Let’s say, we make a WireGuard server on OpenWRT. It will listen on a UDP port (e.g., 54321). To make it a VPN server, you should expose this port to the Internet on OpenWRT.

These are the steps (for OpenWRT):

  1. Packages should be installed on OpenWRT: kmod-wireguard, wireguard-tools, luci-app-wireguard, luci-proto-wireguard
    • implementation is kmod-wireguard (the kernel module)
    • the wireguard-tools is the command line tool; the luci-*-wireguard are for LuCI point and click
  2. Run command line to generate a private/public key pair for this server:

     wg genkey | tee mywgserver.priv | wg pubkey > mywgserver.pub
    
  3. At LuCI, create a new interface of type “WireGuard VPN”
    • read the two keys generated above, enter them in this interface
    • set IP address and subnet mask for this device, e.g., 192.168.0.1/24
    • pick the UDP port to listen on, e.g., 54321. The port is listened on 0.0.0.0 wildcard address, hence it is exposed to the Internet if the firewall allows
    • uncheck “Use DNS server advertised by peer” and optionally assign DNS servers. This is because as VPN server, it is not going to change the DNS server after connected by a client
    • at peer tab, add each peer: You will need,
      • the public key (private key is optional, if you want to generate QR code for easier connection)
      • assign “Allowed IPs” as the IP address for this peer, e.g., 192.168.0.123/32
      • check the box “Route Allowed IPs” for adding host route for this peer
      • suggested to set the “Persistent keepalive” to 25 seconds, especially if the server is behind NAT
    • assign this interface to LAN domain
  4. Set firewall rule to allow all incoming packets from WAN to the WireGuard UDP port

On the client side (e.g., MacOS)

  1. Download and install the client. The Mac client is available on Apple AppStore
  2. Set up the tunnel by creating a new config as follows
# define the local WireGuard interface (client)
[Interface]
PrivateKey = <client private key here>
Address = 192.168.0.123/32
DNS = 192.168.1.1

# define the remote WireGuard interface (server)
[Peer]
PublicKey = <server public key here>
AllowedIPs = 192.168.0.1/32, 192.168.1.0/24
Endpoint = wireguard.example.com:54321
PersistentKeepalive = 25

Some other options are available but this is usually sufficient. The key here is the Address and AllowedIPs on both end.
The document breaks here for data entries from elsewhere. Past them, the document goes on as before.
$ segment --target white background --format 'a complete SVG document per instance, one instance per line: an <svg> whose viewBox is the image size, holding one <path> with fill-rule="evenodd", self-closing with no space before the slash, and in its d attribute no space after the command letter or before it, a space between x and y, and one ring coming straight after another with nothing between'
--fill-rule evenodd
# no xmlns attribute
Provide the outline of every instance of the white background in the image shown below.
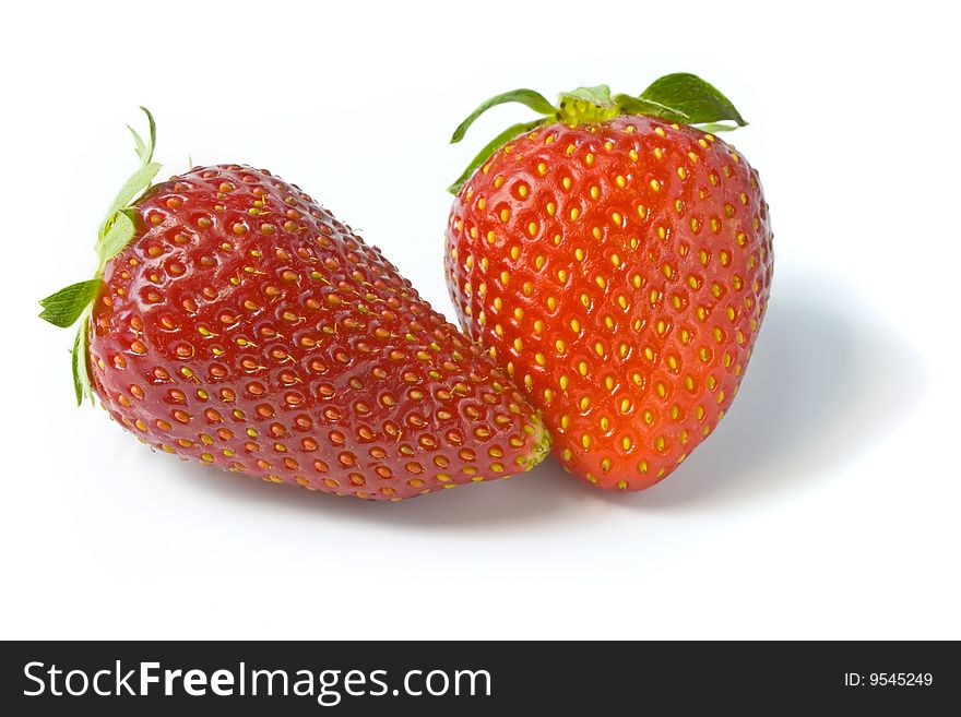
<svg viewBox="0 0 961 717"><path fill-rule="evenodd" d="M901 10L903 8L903 10ZM961 637L950 3L9 4L0 637ZM773 296L740 395L652 490L555 464L402 504L153 454L73 408L35 301L93 270L147 105L164 174L298 183L452 316L443 188L519 86L692 71L750 127Z"/></svg>

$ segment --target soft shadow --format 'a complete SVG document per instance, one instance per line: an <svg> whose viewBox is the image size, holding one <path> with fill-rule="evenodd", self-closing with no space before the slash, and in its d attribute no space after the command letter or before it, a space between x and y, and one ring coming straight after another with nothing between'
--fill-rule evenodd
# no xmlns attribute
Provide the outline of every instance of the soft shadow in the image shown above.
<svg viewBox="0 0 961 717"><path fill-rule="evenodd" d="M227 501L418 529L570 521L592 513L598 502L701 510L802 490L830 480L838 466L886 440L911 414L925 379L907 343L845 287L819 275L792 278L774 287L727 416L671 477L641 493L593 490L553 459L508 480L402 503L310 494L176 461L170 473Z"/></svg>
<svg viewBox="0 0 961 717"><path fill-rule="evenodd" d="M924 382L907 342L844 287L818 275L775 285L727 416L674 475L628 503L743 502L830 480L911 414Z"/></svg>

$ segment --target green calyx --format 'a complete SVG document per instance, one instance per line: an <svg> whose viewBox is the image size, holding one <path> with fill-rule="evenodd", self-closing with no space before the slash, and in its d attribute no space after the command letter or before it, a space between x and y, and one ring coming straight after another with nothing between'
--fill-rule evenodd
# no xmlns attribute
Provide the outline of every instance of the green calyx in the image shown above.
<svg viewBox="0 0 961 717"><path fill-rule="evenodd" d="M73 391L76 396L78 406L83 403L84 396L93 401L93 391L91 390L90 373L86 366L87 316L91 303L104 286L102 278L104 265L123 251L127 244L130 243L130 240L133 239L133 204L150 189L151 182L153 182L154 177L161 170L161 165L153 160L154 147L157 141L156 123L149 109L145 107L140 109L146 115L149 139L144 141L137 130L128 126L127 129L133 135L134 148L137 156L140 158L140 166L123 182L120 191L117 192L117 196L110 203L104 222L97 231L97 240L94 244L94 249L97 252L97 270L93 278L71 284L47 298L40 299L43 311L40 311L39 315L44 321L48 321L61 328L69 328L76 323L78 319L81 320L80 326L76 330L76 336L73 339L70 361L73 370Z"/></svg>
<svg viewBox="0 0 961 717"><path fill-rule="evenodd" d="M561 93L557 105L551 105L544 95L533 89L512 89L502 95L491 97L480 105L461 122L451 136L451 144L464 139L467 129L480 115L491 107L506 103L526 105L542 119L513 124L491 140L473 162L467 165L456 181L448 187L451 194L456 194L464 182L480 167L500 146L514 138L533 130L546 122L562 122L577 127L612 120L622 115L648 115L679 124L691 124L704 131L724 132L747 124L737 109L713 85L697 75L678 72L655 80L639 96L613 95L607 85L596 87L578 87L572 92Z"/></svg>

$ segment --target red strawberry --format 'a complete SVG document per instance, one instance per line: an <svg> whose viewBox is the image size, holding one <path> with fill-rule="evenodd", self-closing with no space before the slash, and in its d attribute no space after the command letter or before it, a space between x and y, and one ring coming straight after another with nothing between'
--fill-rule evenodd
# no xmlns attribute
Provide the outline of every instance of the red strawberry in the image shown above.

You created a subnet when you set up WireGuard. On server side, you probably assume the subnet is local but the exception is the particular IP address of the peer side, in which you must route over the UDP tunnel to reach that one. Similarly on the client side, when you reach out to 192.168.0.1, it means you need to go via the UDP tunnel. Similarly, for the network 192.168.1.0/24 behind the WireGuard sever, you also need to go over the tunnel.

Ignoring the name, the configuration AllowedIPs is indeed list of reachable IP or subnet that needs to route over the WireGuard tunnel. Hence you should use it as above. If you want the client to connect to the entire 192.168.0.0/24 subnet instead of only the WireGuard server, you can do so by modifying this option.

Also note that all IP addresses are hardcoded and no DHCP will be provided over WireGuard. It is so because part of the encryption in WireGuard depends on the IP address.